Mais Mme Hoffmann a vu l’invitation du président Lago comme une opportunité de se battre pour une législation visant à protéger les forêts indigènes et a accepté le poste, devenant la première scientifique à l’occuper à une époque où les écologistes et les femmes étaient rares dans les couloirs du pouvoir chiliens.
Cependant, les forces contre elle se sont avérées trop importantes. Elle a réussi à déployer des projets qu’elle jugeait importants, comme Senderos de Chile, un sentier de randonnée national, mais elle a démissionné de Conama 17 mois plus tard, faisant face à des pressions contre son agenda. Il faudra attendre huit ans avant qu’une loi protégeant les forêts ne soit votée.
Plus tard, elle a décrit son mandat comme la pire décision qu’elle ait jamais prise, s’étant retrouvée prise entre le pouvoir écrasant des entreprises et la profonde déception de ses collègues écologistes.

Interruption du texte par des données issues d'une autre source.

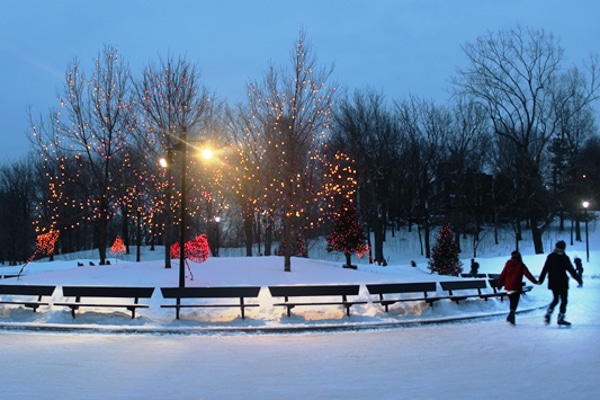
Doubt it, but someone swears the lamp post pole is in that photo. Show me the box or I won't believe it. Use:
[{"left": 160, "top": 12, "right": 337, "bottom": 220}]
[
  {"left": 179, "top": 127, "right": 187, "bottom": 288},
  {"left": 582, "top": 200, "right": 590, "bottom": 263},
  {"left": 214, "top": 216, "right": 221, "bottom": 257}
]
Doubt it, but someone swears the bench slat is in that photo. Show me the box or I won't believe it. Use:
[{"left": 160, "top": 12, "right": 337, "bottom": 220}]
[
  {"left": 160, "top": 286, "right": 261, "bottom": 319},
  {"left": 0, "top": 285, "right": 56, "bottom": 312},
  {"left": 366, "top": 282, "right": 437, "bottom": 312},
  {"left": 54, "top": 286, "right": 154, "bottom": 319},
  {"left": 269, "top": 285, "right": 367, "bottom": 317}
]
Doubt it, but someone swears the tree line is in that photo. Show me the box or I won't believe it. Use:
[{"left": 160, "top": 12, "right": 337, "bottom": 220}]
[{"left": 0, "top": 27, "right": 600, "bottom": 270}]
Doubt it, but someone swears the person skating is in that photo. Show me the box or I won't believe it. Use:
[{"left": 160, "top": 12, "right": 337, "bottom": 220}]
[
  {"left": 539, "top": 240, "right": 583, "bottom": 326},
  {"left": 573, "top": 256, "right": 583, "bottom": 287},
  {"left": 498, "top": 250, "right": 539, "bottom": 325}
]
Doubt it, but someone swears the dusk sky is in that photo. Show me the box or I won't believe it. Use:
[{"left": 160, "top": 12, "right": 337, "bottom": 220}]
[{"left": 0, "top": 0, "right": 600, "bottom": 164}]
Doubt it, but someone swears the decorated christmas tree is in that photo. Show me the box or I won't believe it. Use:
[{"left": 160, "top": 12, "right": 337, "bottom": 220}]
[
  {"left": 429, "top": 223, "right": 462, "bottom": 276},
  {"left": 110, "top": 235, "right": 127, "bottom": 260},
  {"left": 327, "top": 199, "right": 369, "bottom": 268}
]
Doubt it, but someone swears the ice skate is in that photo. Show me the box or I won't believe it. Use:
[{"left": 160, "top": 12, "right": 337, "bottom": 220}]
[
  {"left": 506, "top": 311, "right": 515, "bottom": 326},
  {"left": 544, "top": 313, "right": 550, "bottom": 325},
  {"left": 556, "top": 314, "right": 571, "bottom": 327}
]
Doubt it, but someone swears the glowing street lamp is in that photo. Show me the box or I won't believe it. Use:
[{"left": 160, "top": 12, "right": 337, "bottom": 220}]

Elle ne s’est jamais complètement remise de l’expérience, a déclaré sa fille Leonora. Dès lors, Mme Hoffmann a lutté contre des problèmes de santé, notamment des accidents vasculaires cérébraux.
Elle laisse également dans le deuil une autre fille, Paz Hoffmann; deux fils, Álvaro et Francisco; et cinq petits-enfants.
Mais au moment de sa mort, elle était devenue une source d’inspiration pour de nombreux écologistes et scientifiques. En 2015, le ministère de l’Environnement a créé l’Académie de formation environnementale Adriana Hoffmann pour former les enseignants, les fonctionnaires et le grand public. Plus de 12 000 étudiants y ont suivi des cours.
S’exprimant lors des funérailles de Mme Hoffmann, la nouvelle ministre de l’environnement, Maisa Rojas, une climatologue accomplie, a reconnu les obstacles environnementaux auxquels son prédécesseur avait dû faire face et qui défient encore le Chili et le reste du monde.
“Maintenant plus que jamais, nous avons été appelées à prendre soin d’une nature menacée et très dégradée”, a-t-elle déclaré. “En tant que femme et ministre de l’environnement, j’ai mis les chaussures d’Adriana, et elles sont trop grandes.”